Policy makers need effective strategies to preserve and improve countries’ investment climate through the COVID-19 pandemic and to expand the private sector’s role in driving productive jobs and economic transformation during the recovery. GVCs have rendered important productivity gains in the last decade. The main concern for post-COVID-19 scenarios based on the shortening of GVCs and re-shoring of activities is how to deal with a shock on productivity, while finding ways to recover from one of the biggest economic crises in history.
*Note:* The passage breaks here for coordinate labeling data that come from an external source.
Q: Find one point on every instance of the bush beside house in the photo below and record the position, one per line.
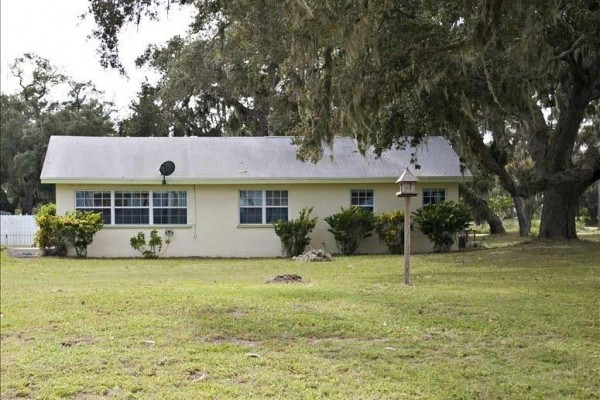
(350, 226)
(57, 233)
(441, 221)
(294, 233)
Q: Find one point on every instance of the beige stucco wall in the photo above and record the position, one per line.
(213, 229)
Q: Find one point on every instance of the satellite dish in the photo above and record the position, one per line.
(166, 169)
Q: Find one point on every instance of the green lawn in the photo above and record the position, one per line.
(503, 323)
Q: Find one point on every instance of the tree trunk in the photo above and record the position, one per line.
(524, 222)
(496, 225)
(559, 212)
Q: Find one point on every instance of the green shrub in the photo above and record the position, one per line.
(294, 233)
(390, 229)
(49, 236)
(440, 222)
(79, 228)
(350, 226)
(154, 247)
(56, 233)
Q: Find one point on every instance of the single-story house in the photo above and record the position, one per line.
(225, 192)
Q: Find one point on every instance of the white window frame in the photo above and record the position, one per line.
(263, 205)
(84, 207)
(150, 206)
(169, 206)
(424, 190)
(369, 208)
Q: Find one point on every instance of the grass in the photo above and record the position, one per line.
(521, 321)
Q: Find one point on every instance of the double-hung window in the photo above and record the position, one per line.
(169, 208)
(94, 201)
(362, 198)
(263, 206)
(433, 196)
(132, 208)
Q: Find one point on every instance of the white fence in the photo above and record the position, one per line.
(17, 230)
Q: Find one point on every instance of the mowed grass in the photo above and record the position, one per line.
(502, 323)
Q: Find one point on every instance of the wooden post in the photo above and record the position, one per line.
(407, 240)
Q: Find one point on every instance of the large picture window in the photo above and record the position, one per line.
(170, 208)
(137, 207)
(263, 206)
(362, 198)
(94, 201)
(132, 208)
(433, 196)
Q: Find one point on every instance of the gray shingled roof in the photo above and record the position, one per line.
(233, 159)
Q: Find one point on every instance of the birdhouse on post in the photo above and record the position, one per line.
(408, 189)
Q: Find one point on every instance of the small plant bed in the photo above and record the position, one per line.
(318, 255)
(289, 278)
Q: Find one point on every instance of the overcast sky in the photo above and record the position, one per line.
(53, 30)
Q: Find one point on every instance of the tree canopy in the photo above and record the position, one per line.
(28, 119)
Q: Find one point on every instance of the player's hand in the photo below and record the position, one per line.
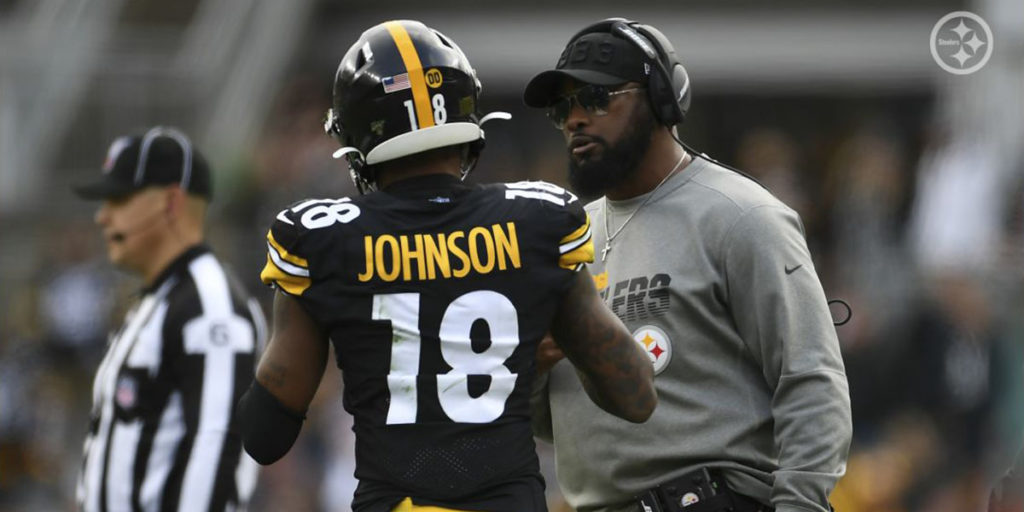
(548, 354)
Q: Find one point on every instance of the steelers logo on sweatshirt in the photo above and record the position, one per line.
(656, 344)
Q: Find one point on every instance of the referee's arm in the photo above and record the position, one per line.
(214, 368)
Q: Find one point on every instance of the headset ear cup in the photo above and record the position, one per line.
(681, 92)
(656, 93)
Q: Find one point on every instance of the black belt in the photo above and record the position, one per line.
(700, 491)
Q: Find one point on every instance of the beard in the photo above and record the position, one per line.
(592, 177)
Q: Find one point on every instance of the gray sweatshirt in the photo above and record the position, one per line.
(714, 278)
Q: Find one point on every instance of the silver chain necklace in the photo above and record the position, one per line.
(611, 236)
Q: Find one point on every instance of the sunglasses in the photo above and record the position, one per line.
(594, 98)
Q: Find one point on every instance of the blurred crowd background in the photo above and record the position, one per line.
(909, 181)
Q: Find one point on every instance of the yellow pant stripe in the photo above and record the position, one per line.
(407, 506)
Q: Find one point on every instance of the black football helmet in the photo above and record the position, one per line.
(403, 88)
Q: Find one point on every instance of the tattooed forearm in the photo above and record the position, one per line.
(614, 371)
(272, 375)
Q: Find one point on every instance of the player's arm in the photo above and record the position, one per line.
(614, 371)
(272, 410)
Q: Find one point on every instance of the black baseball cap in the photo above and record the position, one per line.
(167, 157)
(599, 58)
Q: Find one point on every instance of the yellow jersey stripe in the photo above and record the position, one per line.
(285, 255)
(583, 230)
(293, 285)
(582, 254)
(424, 114)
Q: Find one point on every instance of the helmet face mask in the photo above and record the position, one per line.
(402, 88)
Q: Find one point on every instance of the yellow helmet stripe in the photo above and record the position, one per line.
(421, 99)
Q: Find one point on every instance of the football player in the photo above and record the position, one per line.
(434, 293)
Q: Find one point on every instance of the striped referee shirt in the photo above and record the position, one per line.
(161, 433)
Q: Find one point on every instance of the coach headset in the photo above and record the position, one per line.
(669, 91)
(669, 86)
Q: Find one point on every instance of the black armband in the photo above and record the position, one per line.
(268, 428)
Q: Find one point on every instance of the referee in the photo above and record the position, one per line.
(161, 433)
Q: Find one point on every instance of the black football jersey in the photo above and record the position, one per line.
(435, 295)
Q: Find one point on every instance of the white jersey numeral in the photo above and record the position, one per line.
(501, 317)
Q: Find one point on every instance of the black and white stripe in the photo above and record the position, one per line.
(164, 397)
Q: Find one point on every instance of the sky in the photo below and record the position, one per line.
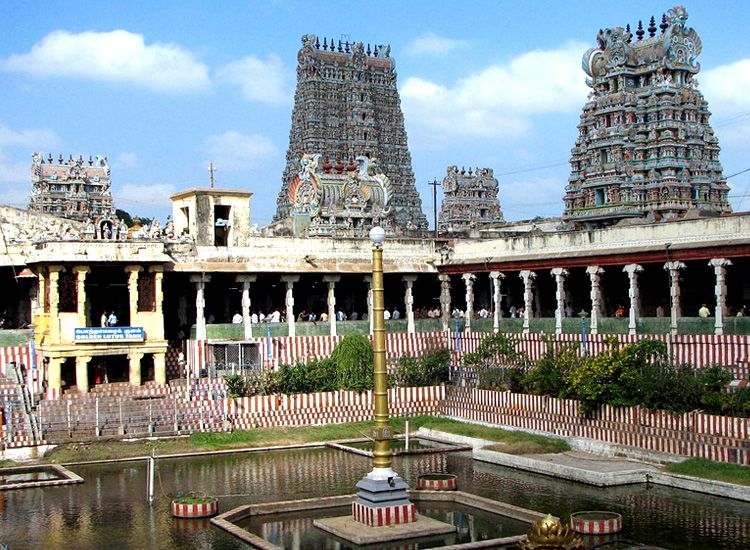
(163, 88)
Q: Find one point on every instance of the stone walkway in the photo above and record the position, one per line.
(595, 469)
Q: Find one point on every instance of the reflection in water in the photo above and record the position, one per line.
(110, 510)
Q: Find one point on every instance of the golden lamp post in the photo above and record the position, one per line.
(382, 499)
(382, 431)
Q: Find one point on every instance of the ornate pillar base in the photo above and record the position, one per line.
(160, 368)
(382, 502)
(134, 374)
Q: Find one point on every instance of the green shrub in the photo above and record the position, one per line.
(353, 358)
(608, 378)
(431, 369)
(549, 375)
(498, 364)
(737, 403)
Businesses will now focus more on re-shoring to simplify supply chains and decentralizing their manufacturing capacity by moving it closer to the markets where products will be sold. 

The Covid-19 pandemic poses severe risks for India’s economy too, but it also presents opportunities for Indian domestic firms as global trade and investment landscape will be reshaped by the restructuring of global chains, build-up of new regional chains, and distributed manufacturing. Domestics firms must plan early to scale up globally, tailor business models to new markets, get to know new competitors, develop global talent, and prepare for shocks and volatility in an increasingly interconnected world economy.

Businesses that focused mainly on cost effectiveness in global supply chains now need to consider how value chains may evolve—who the participants may be, which regions could play a role, and how value could shift along the value chain. While these will present daunting challenges, they will also offer ample opportunities for Indian firms to catapult themselves into global value chains.